Years later, having played for both sides, crossing from the bright, hard news side of the street to the ‘dark side’ of PR, I find it strange that I have so few trusted relationships with journalists.
Of course, when I have a great news story to tell, there are reporters and editors I will call. But that’s a contact built on necessity, rather than the result of a symbiotic relationship of mutual trust and understanding.
There are a number of reasons for that.
One is that newsrooms have shrunk. Reporters are so busy rushing from one story to the next they hardly have time to develop relationships. I, too, am often too busy to take time to chew the fat with a newsroom contact. We exchange emails, pass on compliments when we believe a story has been particularly well done, or simply try to help reporters and broadcasters fill the space they have to fill, day after day, with people to interview, pertinent comment on stories or content which is relevant to their audiences.
When we do meet reporters eye to eye, it is more often than not at a press briefing or an event to which they have been invited and for which we want coverage.
The shortage of newsroom staff also means there are fewer reporters on ‘beats’. In the old days, there used to be crime reporters, municipal reporters, social reporters, court reporters, political reporters and so on. These days, the lines are blurred, with reporters doing stories on a range of topics from environment to entertainment and crime all in one busy day.
This makes it more difficult to nurture a particular writer as a contact for specific stories. There are focused financial writers, environmental reporters and those based in parliament writing politics, for example, but they are few and our clients and their needs are many.
It is also true that PR agencies, such as my own, regularly hire former journalists to write for us, moving us from the news pages often to features and op ed pages. There our relationship is with editors and editorial decision makers rather than with reporters.
And as the landscape changes increasingly from print to digital, from press releases to the provision of content that can be placed across various platforms, so the relationship between the bright side of the road and the “other side” in the general run of things has changed.
The healthy tension that has always been inherent in the relationship between PR, (professionals paid to protect and promote their clients) and journalists bent on exposure and revelation is still there. And it is well and good for journalists to treat spin doctors with a healthy dose of scepticism and check the facts for themselves.
But reporters cut off their noses to spite their faces if they don’t see the benefit in having a healthy list of trusted spin-doctor contacts to call for insight, an off-the-record fact, a behind-the-scenes briefing or simply to confirm or deny.
Research shows PR provides up to 70% of the content of newspapers. This flows from press releases, tweets and conversations and tip-offs.

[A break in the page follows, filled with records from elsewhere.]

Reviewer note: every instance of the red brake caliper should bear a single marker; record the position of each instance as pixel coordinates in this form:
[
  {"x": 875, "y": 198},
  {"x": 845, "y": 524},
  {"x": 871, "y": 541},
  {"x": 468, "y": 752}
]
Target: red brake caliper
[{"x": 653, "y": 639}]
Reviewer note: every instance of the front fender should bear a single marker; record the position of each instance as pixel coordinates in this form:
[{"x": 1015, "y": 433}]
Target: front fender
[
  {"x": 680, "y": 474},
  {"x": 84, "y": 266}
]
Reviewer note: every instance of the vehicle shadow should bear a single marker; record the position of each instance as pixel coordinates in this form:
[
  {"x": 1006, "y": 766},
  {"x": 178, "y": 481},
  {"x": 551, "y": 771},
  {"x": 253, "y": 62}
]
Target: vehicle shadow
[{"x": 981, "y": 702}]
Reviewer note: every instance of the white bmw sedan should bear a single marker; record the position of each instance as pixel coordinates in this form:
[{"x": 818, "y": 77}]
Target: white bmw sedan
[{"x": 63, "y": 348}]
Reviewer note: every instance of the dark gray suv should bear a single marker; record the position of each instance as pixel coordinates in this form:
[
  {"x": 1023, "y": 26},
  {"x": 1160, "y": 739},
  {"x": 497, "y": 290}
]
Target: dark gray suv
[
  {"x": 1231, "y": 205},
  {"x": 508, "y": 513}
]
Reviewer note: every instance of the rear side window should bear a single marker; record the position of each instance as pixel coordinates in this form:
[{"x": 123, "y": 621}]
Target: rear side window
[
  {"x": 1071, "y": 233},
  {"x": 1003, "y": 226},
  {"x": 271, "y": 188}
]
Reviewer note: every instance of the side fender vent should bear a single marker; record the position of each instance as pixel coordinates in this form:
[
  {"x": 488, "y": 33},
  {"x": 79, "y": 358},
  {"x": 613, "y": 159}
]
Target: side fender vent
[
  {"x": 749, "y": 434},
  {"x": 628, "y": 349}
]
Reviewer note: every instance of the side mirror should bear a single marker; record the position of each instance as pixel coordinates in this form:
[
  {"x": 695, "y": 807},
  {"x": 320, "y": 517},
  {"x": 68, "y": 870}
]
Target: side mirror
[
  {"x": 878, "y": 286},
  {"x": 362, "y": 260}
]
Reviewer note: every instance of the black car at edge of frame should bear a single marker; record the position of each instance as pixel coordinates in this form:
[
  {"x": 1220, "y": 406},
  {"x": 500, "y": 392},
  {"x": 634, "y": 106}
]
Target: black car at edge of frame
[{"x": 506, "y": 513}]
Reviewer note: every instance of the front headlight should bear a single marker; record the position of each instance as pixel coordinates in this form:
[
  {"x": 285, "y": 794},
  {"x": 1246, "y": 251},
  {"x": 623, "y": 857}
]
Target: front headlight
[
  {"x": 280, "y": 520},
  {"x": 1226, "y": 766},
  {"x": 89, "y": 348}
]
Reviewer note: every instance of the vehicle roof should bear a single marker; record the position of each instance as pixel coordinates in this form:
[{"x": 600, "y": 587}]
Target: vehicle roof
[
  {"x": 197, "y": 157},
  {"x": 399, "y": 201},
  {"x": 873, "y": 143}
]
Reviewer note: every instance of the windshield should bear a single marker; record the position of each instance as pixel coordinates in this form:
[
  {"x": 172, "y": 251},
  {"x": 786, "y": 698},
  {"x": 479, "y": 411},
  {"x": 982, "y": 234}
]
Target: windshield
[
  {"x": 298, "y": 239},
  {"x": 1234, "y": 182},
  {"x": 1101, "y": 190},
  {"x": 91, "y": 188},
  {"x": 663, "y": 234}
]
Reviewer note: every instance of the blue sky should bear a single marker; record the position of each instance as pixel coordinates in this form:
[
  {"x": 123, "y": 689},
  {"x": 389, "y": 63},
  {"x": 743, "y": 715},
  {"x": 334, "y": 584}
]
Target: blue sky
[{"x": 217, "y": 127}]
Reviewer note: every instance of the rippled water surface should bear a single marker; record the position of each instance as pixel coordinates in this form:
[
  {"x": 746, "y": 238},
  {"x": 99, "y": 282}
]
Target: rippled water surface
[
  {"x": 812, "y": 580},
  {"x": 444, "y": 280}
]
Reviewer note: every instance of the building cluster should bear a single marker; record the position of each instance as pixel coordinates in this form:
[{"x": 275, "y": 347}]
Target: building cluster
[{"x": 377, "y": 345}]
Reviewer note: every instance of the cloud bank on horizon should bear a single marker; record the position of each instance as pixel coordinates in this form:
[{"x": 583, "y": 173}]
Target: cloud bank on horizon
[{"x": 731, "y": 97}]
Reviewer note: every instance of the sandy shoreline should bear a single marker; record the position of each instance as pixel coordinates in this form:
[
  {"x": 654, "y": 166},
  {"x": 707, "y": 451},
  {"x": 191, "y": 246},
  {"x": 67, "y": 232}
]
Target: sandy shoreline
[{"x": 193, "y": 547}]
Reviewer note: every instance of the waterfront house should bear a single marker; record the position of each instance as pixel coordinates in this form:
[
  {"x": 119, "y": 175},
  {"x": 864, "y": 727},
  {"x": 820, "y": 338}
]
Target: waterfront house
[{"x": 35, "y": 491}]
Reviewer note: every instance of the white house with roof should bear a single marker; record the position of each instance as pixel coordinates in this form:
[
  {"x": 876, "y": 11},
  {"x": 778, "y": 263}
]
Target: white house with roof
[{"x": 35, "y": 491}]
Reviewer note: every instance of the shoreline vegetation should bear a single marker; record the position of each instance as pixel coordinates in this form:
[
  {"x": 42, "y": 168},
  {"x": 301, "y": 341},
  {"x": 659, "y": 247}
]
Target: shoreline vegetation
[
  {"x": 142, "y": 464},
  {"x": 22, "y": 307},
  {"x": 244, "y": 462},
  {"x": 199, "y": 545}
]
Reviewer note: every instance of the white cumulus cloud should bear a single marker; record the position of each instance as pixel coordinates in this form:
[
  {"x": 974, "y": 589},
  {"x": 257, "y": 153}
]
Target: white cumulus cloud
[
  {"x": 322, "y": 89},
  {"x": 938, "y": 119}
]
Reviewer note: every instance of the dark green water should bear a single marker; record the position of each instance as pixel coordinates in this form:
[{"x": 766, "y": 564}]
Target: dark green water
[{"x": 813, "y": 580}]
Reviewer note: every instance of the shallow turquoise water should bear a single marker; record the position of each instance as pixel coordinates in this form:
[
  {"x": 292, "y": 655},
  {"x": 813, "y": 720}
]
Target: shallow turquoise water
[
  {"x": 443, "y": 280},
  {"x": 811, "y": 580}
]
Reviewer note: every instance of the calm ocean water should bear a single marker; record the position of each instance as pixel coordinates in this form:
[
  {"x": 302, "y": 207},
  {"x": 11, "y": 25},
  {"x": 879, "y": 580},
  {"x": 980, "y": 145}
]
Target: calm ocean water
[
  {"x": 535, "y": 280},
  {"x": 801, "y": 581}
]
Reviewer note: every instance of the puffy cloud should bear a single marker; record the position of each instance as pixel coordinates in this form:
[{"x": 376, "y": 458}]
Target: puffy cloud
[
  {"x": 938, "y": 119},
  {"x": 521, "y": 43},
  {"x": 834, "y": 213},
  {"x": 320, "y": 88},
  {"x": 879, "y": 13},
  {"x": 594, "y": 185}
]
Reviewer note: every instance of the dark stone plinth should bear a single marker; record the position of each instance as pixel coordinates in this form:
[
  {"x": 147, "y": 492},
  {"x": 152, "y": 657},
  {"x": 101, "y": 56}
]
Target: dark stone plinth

Clever reporters nurture their PR contacts for great stories, as much as PRs exploit their media contacts for great placement.
It’s a healthy relationship that exists, and will always exist as long as there are those who are paid to protect and promote and there are those paid to probe, expose and exploit. And it changes as much as it remains the same.
Evelyn John Holtzhausen, a former Sunday Times bureau chief, assistant editor of the Cape Times and newspaper columnist, is founder and CEO of HWB Communications.